Lepidus hatte gleich einen Tag nach dem Erhalt der Nachricht seine Antwort losgeschickt. Der Bote wurde angewiesen, sie möglichst im Eilschritt zu überbringen, auf dass sie seine Schwester noch rechtzeitig erreichen würde. Wieder einmal deutete der Tiberier die Situation ganz in seinem Sinne oder wie es seine verquere Weltsicht und Wahrnehmung es ihm weiß machten. Und doch empfand er beim Schreiben seit langem tatsächlich wieder so etwas wie brüderliche Gefühle in Anbetracht der furchtbaren Leiden, die er sich ausmalte, die seine Schwester wohl durchleben musste. Das ist sicherlich kein einfaches Schicksal für ein Mädchen, welches mit ganz anderen Standards aufgewachsen war.
Ad
Tiberia Lucia
Casa Accia Ducciaque, Roma
Meine liebe Schwester,
was für eine Überraschung! Oder sollte ich besser sagen Enttäuschung? Überraschende Enttäuschung wäre wohl die richtige Verbindung der Worte. Erst reißt er dich an sich und nun entführt er dich auch noch! Ich bin schockiert wie spät ich davon erfahre. In zwei Tagen! Ich musste ja meine ganzen Korrespondenzpflichten nach hinten schieben, um dir noch eine Nachricht zu senden. Erzähl mir bloß nicht, dass du das nicht auch schon früher gewusst hättest! Dass der Germane allerdings so schnell wie möglich Rom verlassen würde, dass hätte ich in der Tat auch absehen können, fällt mir doch letztlich ein großer Anteil daran zu. Ja, es ist in der Tat sehr befriedigend zu sehen, dass meine Bemühungen von Erfolg gekrönt waren, dem Germanen so viel Angst zu machen, dass er beim Kaiser sicherlich heulend auf die Knie gegangen ist, um von hier fortgehen zu können. Sein Glück, dass dieser gerade für ihn so einen netten Posten frei hatte, so kann er den Leuten doch wahrlich weiß machen, dass er freiwillig und ehrenvoll seinen Abgang aus Rom nimmt. Zum Glück kennen wir ja alle die Wahrheit!

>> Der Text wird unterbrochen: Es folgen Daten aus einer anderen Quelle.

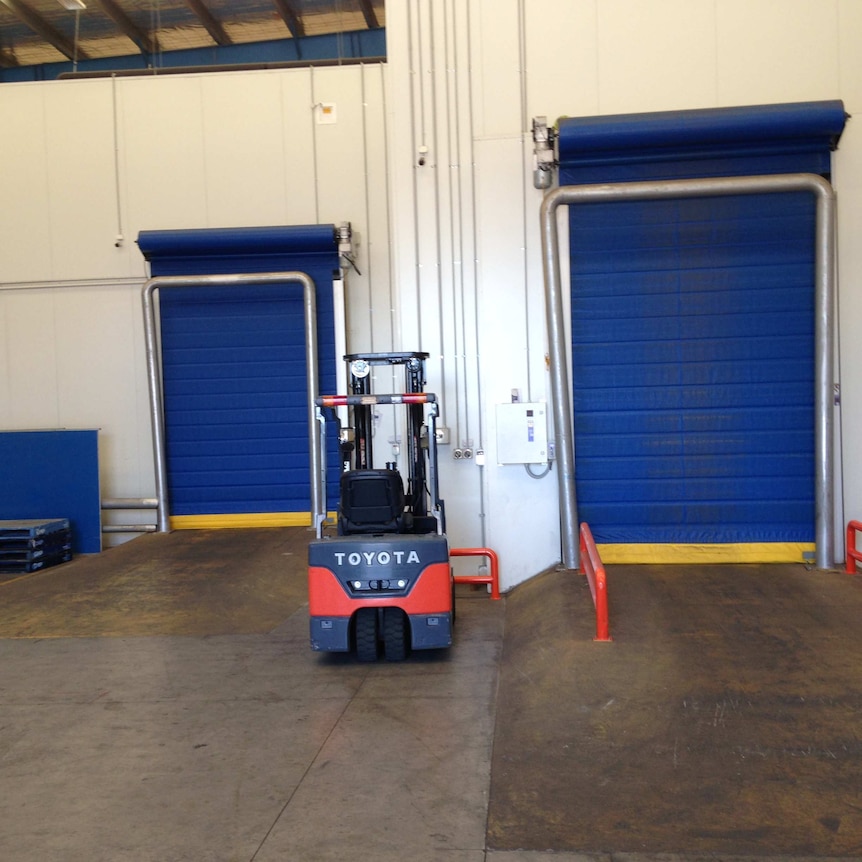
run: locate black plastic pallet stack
[0,518,72,576]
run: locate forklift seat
[338,470,405,535]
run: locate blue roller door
[559,102,845,544]
[138,225,339,515]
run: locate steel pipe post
[540,173,835,569]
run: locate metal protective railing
[580,522,613,641]
[844,521,862,575]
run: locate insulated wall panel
[139,225,338,515]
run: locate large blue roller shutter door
[559,102,844,544]
[138,225,339,515]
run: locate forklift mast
[344,352,436,519]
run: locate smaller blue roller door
[138,225,339,515]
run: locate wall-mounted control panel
[497,401,548,465]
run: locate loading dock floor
[0,529,862,862]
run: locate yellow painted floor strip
[171,512,334,530]
[597,542,814,565]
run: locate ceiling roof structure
[0,0,385,69]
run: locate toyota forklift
[308,353,455,661]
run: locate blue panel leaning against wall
[138,225,339,515]
[559,102,845,544]
[0,429,102,554]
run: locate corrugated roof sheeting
[0,0,385,67]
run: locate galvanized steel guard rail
[540,173,835,569]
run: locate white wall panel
[279,69,317,225]
[715,0,839,105]
[44,81,126,280]
[525,0,599,123]
[0,290,62,431]
[596,0,723,114]
[0,84,52,283]
[118,76,207,256]
[472,0,524,138]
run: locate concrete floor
[0,530,862,862]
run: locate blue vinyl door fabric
[138,225,339,526]
[558,102,845,545]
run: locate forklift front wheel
[356,608,380,661]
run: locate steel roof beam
[272,0,305,39]
[0,48,21,69]
[2,0,90,65]
[96,0,159,54]
[359,0,380,30]
[186,0,233,45]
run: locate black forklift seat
[338,470,405,535]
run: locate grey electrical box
[497,401,548,465]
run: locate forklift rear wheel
[356,608,379,661]
[383,608,410,661]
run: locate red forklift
[308,353,455,661]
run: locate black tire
[356,608,379,661]
[383,608,410,661]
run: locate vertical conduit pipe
[141,271,325,533]
[540,173,835,569]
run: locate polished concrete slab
[0,527,313,638]
[0,530,862,862]
[488,565,862,858]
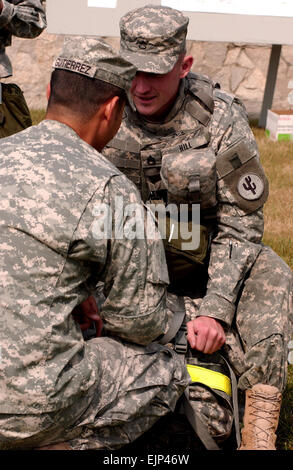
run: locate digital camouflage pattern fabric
[103,70,292,389]
[0,120,190,449]
[120,5,189,74]
[0,0,47,78]
[53,36,137,91]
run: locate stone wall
[3,32,293,117]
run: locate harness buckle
[174,324,188,354]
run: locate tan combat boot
[239,384,281,450]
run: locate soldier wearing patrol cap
[103,5,292,449]
[0,37,190,450]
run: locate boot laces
[249,396,279,447]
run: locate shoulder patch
[214,88,236,106]
[217,137,269,214]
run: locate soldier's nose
[132,72,151,94]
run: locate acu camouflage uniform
[0,0,47,137]
[103,2,293,444]
[0,38,190,449]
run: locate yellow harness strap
[187,364,232,397]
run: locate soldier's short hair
[48,70,126,120]
[48,36,136,117]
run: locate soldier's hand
[187,316,226,354]
[72,295,103,336]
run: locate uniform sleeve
[198,93,268,325]
[71,176,169,345]
[0,0,47,38]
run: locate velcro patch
[53,57,96,77]
[237,173,265,201]
[217,137,269,214]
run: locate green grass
[31,110,293,450]
[252,123,293,450]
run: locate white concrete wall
[7,32,293,117]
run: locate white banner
[162,0,293,18]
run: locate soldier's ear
[180,55,193,78]
[104,96,120,121]
[46,83,51,101]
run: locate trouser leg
[236,247,293,391]
[69,338,190,450]
[0,338,190,450]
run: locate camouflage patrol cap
[120,5,189,74]
[53,36,136,92]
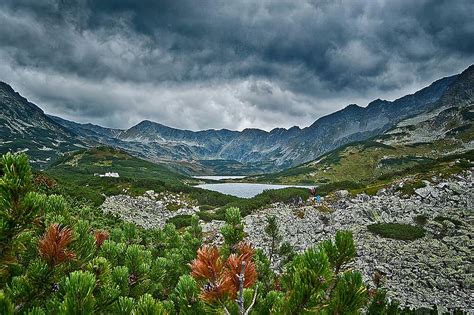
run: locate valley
[0,66,474,314]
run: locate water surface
[193,175,246,180]
[196,183,309,198]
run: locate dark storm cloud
[0,0,474,129]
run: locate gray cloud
[0,0,474,129]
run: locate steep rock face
[0,82,87,168]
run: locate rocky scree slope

Weißt du Schwester, lange Zeit empfand ich sehr viel Wut auf dich und dein Verhalten, doch nun tust du mir fast schon ein bisschen leid. Wie du frieren wirst da oben im Norden, mit welch rauen Sitten du dich herumschlagen musst, in welche Orte es dich ziehen wird, die Rom an Pracht und Glanz so weit unterschreiten werden, dass du glauben wirst, du seist in einer ganz anderen Welt gefangen. Wahrhaft bemitleidenswert. Sieh nur welches Los du dir freiwillig erwählt hast! In altkluger Manier möchte ich fast aussprechen: Ich hab‘s dir ja gesagt!
Und nun werden wir uns nicht einmal sehen, bevor du diese Reise antrittst. Bleibt zu hoffen, dass du den Weg eines Tages zurückfindest und nicht an irgendeiner seltsamen Krankheit dahinsiechst, welche es dort oben geben soll. Bleibt nur zu hoffen, dass die Götter dir eines Tages wieder wohlgesonnen sein werden. Ich werde wohl für die Opfer darbringen und für die Beten müssen. Wie gesagt, ich habe ja leider einen gewissen Anteil an deiner Abreise, deshalb werde ich die Götter für dich wohlstimmen.
Mir scheint es gibt kaum angemessene Worte in Anbetracht eines solchen Abschieds, der so unpersönlich daherkommen muss. So bleibt mir nur zu sagen: Viel Glück und bleib am Leben.